The fragmented, non-centralized management the team had been living with was replaced by a single-pane console covering the whole estate. The edge that used to be handled by routers now runs a managed firewall with a full UTM stack, and the cloud and internal connectivity runs over dual-path IPSec tunnels to Azure and internal sites, hardened as part of the service.

Outcome Detail
Coverage 90+ plants and project sites brought under centralized secure connectivity and policy management
Management One single-pane console in place of fragmented, non-centralized IT management
Connectivity Dual-path IPSec tunnels to Azure cloud and internal sites, hardened with a full UTM stack
Threat protection Managed firewall running IDS/IPS, anti-spam, URL filtering, sandboxing and application control, covering zero-day network threats
Operations Fully managed service with best-in-class SLA and uptime, plus 24×7 mail and phone support
Commercial Two-year deal worth INR 19 million, won on least spend and easy manageability

For the IT team, the practical change was that the work of keeping 90+ firewalls configured, current and watched moved to Airtel. What they kept was visibility across the estate and one point of contact.
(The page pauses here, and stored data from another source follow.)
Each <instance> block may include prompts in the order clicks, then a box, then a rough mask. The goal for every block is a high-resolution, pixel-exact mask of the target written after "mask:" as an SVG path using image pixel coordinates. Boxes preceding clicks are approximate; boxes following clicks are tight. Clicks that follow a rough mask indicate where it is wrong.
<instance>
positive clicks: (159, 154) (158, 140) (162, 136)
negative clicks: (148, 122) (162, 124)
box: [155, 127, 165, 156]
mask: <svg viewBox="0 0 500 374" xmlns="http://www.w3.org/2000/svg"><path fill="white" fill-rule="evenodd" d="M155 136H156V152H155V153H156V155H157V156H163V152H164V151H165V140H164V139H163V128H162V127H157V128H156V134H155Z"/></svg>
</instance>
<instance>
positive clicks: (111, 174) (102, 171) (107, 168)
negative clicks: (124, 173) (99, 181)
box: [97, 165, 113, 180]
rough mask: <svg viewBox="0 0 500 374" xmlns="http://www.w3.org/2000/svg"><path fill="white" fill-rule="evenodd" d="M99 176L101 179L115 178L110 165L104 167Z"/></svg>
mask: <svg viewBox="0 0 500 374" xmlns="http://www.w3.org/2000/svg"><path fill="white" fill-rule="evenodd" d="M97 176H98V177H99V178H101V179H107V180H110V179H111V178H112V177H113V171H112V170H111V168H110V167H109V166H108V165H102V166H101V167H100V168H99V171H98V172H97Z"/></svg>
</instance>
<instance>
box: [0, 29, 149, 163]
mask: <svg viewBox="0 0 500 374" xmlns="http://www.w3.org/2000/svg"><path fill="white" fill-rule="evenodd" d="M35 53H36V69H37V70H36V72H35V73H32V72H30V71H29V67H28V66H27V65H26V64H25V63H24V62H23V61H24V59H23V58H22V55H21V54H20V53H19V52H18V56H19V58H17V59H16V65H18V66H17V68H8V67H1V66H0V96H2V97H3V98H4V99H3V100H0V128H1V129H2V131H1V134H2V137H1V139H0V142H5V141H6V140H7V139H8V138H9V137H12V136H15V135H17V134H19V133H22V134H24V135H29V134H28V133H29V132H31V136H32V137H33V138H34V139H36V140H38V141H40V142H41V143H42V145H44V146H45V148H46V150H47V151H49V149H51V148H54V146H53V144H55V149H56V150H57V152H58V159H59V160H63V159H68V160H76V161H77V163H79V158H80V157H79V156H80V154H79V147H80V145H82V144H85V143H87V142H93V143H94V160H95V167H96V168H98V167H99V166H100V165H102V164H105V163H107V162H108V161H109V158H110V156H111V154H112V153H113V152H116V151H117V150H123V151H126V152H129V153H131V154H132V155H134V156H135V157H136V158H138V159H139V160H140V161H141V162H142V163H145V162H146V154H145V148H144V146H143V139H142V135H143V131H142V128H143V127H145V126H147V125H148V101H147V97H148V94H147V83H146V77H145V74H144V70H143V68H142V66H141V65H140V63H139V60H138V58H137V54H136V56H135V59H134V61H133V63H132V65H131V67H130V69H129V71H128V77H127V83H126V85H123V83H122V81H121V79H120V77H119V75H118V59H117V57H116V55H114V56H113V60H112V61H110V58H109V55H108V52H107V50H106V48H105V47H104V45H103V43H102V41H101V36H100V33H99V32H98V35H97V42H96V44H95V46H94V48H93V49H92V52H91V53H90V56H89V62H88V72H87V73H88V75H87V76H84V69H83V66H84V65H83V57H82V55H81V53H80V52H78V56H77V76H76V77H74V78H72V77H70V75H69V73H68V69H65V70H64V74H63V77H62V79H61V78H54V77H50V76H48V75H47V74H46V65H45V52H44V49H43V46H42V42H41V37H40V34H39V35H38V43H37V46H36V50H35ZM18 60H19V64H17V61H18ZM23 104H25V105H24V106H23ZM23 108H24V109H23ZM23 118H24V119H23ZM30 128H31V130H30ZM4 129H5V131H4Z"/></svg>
The wider gains were:

  • 90+ locations under centralized secure connectivity and policy management
  • One single-pane console in place of fragmented, non-centralized IT management
  • Dual-path IPSec tunnels to Azure cloud and internal sites, hardened with a full UTM stack
  • A fully managed system with best-in-class SLA and uptime, plus 24×7 mail and phone support
  • Cost savings from a single-vendor, single-device setup at each site

Why it matters

For a manufacturer running plants and project sites across the country with a small IT team, the win is not any single security feature. It is that strong, consistent firewalling became something the business could actually operate at 90+ sites without growing the team to match. Handing configuration, hardening, monitoring and management to a managed service turned a job that scales badly with a lean team into one that scales with sites. When a new project location comes online, the same managed firewall standard goes with it. That is the part that holds up as the footprint keeps changing.